Addiction must be understood as behaviour in a social context. That there are mismatches between the social environment and the person’s predisposition does not mean the mismatches are diseases of the brain. The philosopher, Neil Levy, observes that it is a necessary condition for addiction to be a disease, it would need to cause impairment in any accessible social environment. If there is no access to alcohol or a preferred drug, the person will not be impaired, no disorder. A person dependent on benzodiazepines or e-cigarettes may suffer no impairment of rationality or agency and can go on to pursue a worthwhile life; most do.

Community as therapy

Overcoming harmful addiction, serious impairment, requires embedded patterns to be reversed. Medical and psychological treatment can help, but in the end, the person has to see themselves as someone of value in the eyes of others.

At the Ted Noffs Foundation young people as young as thirteen can change within a community of other young people.
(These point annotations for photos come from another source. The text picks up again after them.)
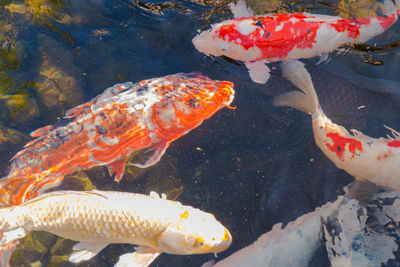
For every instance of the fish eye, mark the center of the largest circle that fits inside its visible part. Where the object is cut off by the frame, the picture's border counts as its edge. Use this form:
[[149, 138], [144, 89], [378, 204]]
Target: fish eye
[[194, 102], [224, 48]]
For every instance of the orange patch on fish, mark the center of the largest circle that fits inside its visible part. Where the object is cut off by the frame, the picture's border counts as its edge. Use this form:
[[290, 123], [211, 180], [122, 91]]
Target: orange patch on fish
[[340, 143], [126, 117], [385, 155], [184, 215]]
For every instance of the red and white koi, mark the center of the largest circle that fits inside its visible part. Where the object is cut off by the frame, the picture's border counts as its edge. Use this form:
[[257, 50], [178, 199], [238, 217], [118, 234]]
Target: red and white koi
[[104, 131], [367, 159], [125, 118], [98, 218], [258, 40]]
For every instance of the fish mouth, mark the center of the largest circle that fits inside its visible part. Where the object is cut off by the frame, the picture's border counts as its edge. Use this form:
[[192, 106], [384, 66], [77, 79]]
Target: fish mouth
[[224, 244]]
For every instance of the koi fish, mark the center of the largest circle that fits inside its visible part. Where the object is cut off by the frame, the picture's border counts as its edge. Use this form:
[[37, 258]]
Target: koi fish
[[345, 227], [367, 159], [98, 218], [125, 118], [258, 40]]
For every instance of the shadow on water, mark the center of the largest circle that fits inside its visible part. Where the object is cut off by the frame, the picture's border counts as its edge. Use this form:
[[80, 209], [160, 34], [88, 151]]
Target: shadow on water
[[252, 167]]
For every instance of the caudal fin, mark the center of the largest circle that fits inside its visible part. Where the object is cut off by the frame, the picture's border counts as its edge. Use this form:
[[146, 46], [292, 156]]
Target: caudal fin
[[307, 100], [9, 232], [389, 6]]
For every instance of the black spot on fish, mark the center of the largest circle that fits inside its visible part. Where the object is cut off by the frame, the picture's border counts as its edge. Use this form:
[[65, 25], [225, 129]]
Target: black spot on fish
[[63, 122], [61, 135], [142, 89], [54, 143], [259, 24], [101, 129]]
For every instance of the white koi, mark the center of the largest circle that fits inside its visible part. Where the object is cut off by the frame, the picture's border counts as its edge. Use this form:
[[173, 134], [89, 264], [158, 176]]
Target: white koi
[[258, 40], [98, 218], [367, 159]]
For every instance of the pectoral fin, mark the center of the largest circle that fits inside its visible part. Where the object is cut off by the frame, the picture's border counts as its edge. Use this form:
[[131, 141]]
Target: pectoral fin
[[159, 151], [259, 72], [12, 235], [85, 251], [117, 169], [142, 257]]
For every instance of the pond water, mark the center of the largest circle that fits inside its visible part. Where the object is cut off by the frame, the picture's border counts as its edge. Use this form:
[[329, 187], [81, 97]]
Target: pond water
[[251, 167]]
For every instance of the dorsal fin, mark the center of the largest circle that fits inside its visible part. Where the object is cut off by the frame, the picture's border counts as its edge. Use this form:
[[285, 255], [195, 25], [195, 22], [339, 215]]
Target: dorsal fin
[[42, 131]]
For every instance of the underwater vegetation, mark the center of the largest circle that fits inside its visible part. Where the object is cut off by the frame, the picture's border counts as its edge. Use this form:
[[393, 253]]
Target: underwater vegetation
[[253, 166]]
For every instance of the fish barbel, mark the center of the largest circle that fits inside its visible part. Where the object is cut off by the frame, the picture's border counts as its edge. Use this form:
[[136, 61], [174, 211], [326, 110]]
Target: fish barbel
[[258, 40], [367, 159], [98, 218], [104, 131]]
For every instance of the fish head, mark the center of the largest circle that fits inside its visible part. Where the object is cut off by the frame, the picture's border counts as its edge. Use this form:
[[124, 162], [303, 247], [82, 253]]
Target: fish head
[[232, 38], [187, 101], [196, 232]]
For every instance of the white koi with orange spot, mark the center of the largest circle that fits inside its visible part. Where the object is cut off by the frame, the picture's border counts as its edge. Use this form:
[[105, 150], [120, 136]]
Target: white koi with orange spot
[[367, 159], [99, 218]]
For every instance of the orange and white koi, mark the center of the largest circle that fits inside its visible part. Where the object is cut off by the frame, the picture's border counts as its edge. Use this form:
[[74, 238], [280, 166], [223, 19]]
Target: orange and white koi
[[258, 40], [98, 218], [367, 159], [104, 131]]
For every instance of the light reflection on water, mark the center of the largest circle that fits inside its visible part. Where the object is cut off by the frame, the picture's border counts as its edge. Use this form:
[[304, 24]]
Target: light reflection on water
[[257, 166]]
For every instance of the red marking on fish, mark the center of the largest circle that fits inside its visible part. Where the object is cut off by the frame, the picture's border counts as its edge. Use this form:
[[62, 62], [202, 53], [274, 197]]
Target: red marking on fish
[[385, 155], [340, 143], [106, 130], [394, 143], [273, 43]]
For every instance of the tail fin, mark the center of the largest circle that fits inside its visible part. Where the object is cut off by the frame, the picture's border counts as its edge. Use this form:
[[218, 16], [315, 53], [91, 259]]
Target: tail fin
[[390, 6], [306, 101], [9, 233]]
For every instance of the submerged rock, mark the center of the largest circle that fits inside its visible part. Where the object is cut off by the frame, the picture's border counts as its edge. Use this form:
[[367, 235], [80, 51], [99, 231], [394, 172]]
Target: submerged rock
[[57, 87]]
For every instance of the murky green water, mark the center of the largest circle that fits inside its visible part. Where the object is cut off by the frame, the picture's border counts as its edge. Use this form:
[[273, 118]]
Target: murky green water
[[251, 167]]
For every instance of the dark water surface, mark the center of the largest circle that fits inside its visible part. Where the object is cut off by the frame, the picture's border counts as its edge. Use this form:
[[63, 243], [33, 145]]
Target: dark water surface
[[251, 167]]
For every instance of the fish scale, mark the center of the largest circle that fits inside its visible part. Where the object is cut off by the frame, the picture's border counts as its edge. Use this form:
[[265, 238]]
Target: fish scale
[[98, 218], [86, 218]]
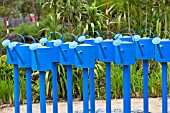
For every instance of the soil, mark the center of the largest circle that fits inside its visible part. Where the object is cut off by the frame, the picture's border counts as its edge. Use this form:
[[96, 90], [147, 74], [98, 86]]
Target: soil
[[155, 106]]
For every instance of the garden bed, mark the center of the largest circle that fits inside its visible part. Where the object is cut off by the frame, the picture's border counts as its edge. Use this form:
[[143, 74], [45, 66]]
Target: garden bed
[[155, 106]]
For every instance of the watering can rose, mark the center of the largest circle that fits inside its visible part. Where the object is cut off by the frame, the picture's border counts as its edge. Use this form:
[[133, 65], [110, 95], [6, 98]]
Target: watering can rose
[[73, 45], [6, 42]]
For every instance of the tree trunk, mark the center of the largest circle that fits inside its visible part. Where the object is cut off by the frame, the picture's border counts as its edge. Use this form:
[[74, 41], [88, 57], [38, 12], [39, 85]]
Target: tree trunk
[[55, 17], [146, 23], [34, 8], [128, 17], [165, 15]]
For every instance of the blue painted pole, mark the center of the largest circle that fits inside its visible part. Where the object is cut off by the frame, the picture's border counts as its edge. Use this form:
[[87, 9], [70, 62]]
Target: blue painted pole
[[69, 89], [92, 91], [54, 88], [108, 88], [42, 92], [16, 89], [29, 90], [126, 89], [164, 88], [85, 91], [145, 85]]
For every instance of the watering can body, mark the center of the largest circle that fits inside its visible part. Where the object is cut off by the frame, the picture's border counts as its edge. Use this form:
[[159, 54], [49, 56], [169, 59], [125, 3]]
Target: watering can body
[[41, 58], [91, 41], [127, 38], [12, 57], [145, 46], [66, 53], [55, 56], [25, 54], [107, 51], [86, 54], [162, 49], [125, 53]]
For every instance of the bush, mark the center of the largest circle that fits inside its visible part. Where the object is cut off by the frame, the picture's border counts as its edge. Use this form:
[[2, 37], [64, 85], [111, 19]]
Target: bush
[[6, 82]]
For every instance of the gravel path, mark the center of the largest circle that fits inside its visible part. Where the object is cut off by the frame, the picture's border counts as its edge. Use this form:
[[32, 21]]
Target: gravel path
[[155, 106]]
Through support and self-help, the young person can reframe their motivations, problem-solving, and ways of coping with stressors. It works – mental and physical health improves, suicide risk decreases and there are fewer interactions with police.

Other NGOs – WHOs Fellowship, Odyssey House, Karilka and many more, are based on the idea that the community itself – relationships, feedback, support, and team agency – can lead to a person regaining their personal agency.

Alcoholic Anonymous (AA) is the best known and truly self-help agency. Owen Flanagan, professor of philosophy, psychology, and neuroscience, describes AA as an episteme – a community with a certain authority and ways of speaking – about alcoholism and being an alcoholic.

AA has two streams, a series of steps acknowledging powerlessness over alcohol and the need for help from an external power to become sober – the program: and fellowship through regular meetings in a community of hope and support.

In the end, addiction is an elusive concept subject to harmful prejudices and biases. The focus must be on the person in their social setting and not solely on the individual and their failings, or their brain, or the drug, as the sole agents of their addiction. Such orientation has better outcomes and there would be fewer problems in the first place.